Based on the frequency, ultrasound can be classified into three types: low-frequency (power) ultrasound (20–100 kHz) (LFUS), high-frequency ultrasound (100 kHz-1 MHz) (HFUS) and diagnostic ultrasound (1–500 MHz) (Wu, Guo, Teh, & Hay, 2012). Up to now, low-frequency ultrasound has been successfully applied to inactivate TIs in soy milk (Rude et al., 1998, Vanga et al., 2020). Rude, et al. (1998) investigated the effect of parameters including temperature, ultrasonic amplitude and ultrasonic time via response surface methodology and found that the maximum decrease of TI activity in soy milk was achieved when treated at 80 °C and 18 W/mL (20 kHz) for 7 min. Vanga, et al. (2020) reported that the TI content in soymilk decreased by 52% after ultrasound treatment at 25 kHz and 13 W/mL for 16 min. However, ultrasound-induced inactivation of TIs is not well understood, especially with respect to the effect of ultrasound frequency.
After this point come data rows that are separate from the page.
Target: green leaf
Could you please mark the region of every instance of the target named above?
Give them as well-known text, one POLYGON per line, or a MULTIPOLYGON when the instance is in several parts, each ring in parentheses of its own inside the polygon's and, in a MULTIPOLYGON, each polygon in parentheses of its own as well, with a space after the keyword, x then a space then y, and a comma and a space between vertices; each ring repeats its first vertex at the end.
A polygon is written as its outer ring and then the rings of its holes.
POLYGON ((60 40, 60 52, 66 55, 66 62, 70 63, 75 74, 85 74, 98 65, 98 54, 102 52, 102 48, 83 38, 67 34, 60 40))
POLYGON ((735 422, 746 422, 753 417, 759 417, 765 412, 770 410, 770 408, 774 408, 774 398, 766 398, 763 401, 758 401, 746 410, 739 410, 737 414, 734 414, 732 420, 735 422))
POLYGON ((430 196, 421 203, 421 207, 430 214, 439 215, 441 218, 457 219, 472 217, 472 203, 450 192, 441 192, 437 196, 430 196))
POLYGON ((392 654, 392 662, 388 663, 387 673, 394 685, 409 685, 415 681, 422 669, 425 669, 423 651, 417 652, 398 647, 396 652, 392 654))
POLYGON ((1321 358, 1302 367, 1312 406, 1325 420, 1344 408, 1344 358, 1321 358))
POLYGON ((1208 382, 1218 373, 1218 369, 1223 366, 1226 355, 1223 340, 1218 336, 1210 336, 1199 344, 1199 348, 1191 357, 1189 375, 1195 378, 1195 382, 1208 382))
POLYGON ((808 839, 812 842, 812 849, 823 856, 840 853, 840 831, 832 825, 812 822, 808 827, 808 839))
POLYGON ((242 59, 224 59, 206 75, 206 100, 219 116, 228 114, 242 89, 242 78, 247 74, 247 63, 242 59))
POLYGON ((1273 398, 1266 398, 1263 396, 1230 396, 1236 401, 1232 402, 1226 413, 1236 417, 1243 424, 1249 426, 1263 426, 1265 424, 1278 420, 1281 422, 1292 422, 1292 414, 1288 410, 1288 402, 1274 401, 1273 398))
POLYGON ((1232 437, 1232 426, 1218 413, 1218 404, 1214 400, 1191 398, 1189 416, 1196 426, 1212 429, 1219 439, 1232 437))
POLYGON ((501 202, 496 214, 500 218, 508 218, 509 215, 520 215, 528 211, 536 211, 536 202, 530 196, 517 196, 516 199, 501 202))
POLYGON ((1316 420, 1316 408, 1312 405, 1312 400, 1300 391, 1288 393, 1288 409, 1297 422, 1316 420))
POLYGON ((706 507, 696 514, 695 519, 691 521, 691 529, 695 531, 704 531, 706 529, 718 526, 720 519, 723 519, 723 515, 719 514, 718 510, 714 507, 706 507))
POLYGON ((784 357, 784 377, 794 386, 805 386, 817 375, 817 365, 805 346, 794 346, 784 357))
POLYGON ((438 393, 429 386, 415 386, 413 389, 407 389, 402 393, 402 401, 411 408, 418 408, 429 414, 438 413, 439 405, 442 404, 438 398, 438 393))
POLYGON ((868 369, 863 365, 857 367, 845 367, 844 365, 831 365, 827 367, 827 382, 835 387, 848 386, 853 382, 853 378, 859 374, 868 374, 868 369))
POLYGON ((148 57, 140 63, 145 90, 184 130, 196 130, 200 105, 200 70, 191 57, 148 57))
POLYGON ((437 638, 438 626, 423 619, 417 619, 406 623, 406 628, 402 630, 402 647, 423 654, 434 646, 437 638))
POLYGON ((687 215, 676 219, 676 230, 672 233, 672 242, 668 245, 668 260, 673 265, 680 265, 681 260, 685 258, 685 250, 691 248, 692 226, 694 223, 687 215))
It is known that low-frequency ultrasound (e.g. 20 kHz) generates strong physical forces, while higher frequency ultrasound (200 kHz–800 kHz) creates high radical yields by acoustic cavitation (Kentish & Ashokkumar, 2011). In comparison, acoustic cavitation and the associated chemical effects are less in the MHz range, with acoustic streaming effects dominant instead (Kentish & Ashokkumar, 2011). It has been reported that strong physical effects, such as shear forces and microstreaming, could alter the conformation of enzymes by disrupting van der Waals’ interactions or hydrogen bonding (Nadar, Rathod, & Biotechnology, 2017). In addition, the hydrogen and hydroxyl radicals produced by acoustic cavitation can chemically damage proteins, resulting in the loss of enzyme activity (Nadar, et al., 2017). Based on the fundamentals of acoustic cavitation and sonochemistry, it is reasonable to speculate different inactivation pathways, and therefore process efficiency, for low-frequency (LF) and high-frequency (HF) ultrasonication. However, until now a systematic investigation of the effect of ultrasonic frequency on the inactivation mechanism of TIs has not been reported.

The current study was focused on the effect of ultrasound frequency on the mechanism and efficiency of inactivation of soybean TIs. For this, three acoustic frequencies of ultrasound (20 kHz, 355 kHz and 1056 kHz) were applied to purified soybean TIs, with the extent of ultrasonicTI inactivation determined using trypsin digestion assays. A simple kinetic model was used to compare the inactivation efficiency at the above-mentioned frequencies and at varying acoustic power levels and sonication times. In addition, the tertiary structure, particle size, molecular weight and amino acid composition were further analysed in order to probe the TI inactivation mechanisms as a function of ultrasound frequency. Detailed mechanisms of ultrasound-induced TI inactivation have been developed for both low-frequency and high-frequency ultrasonication.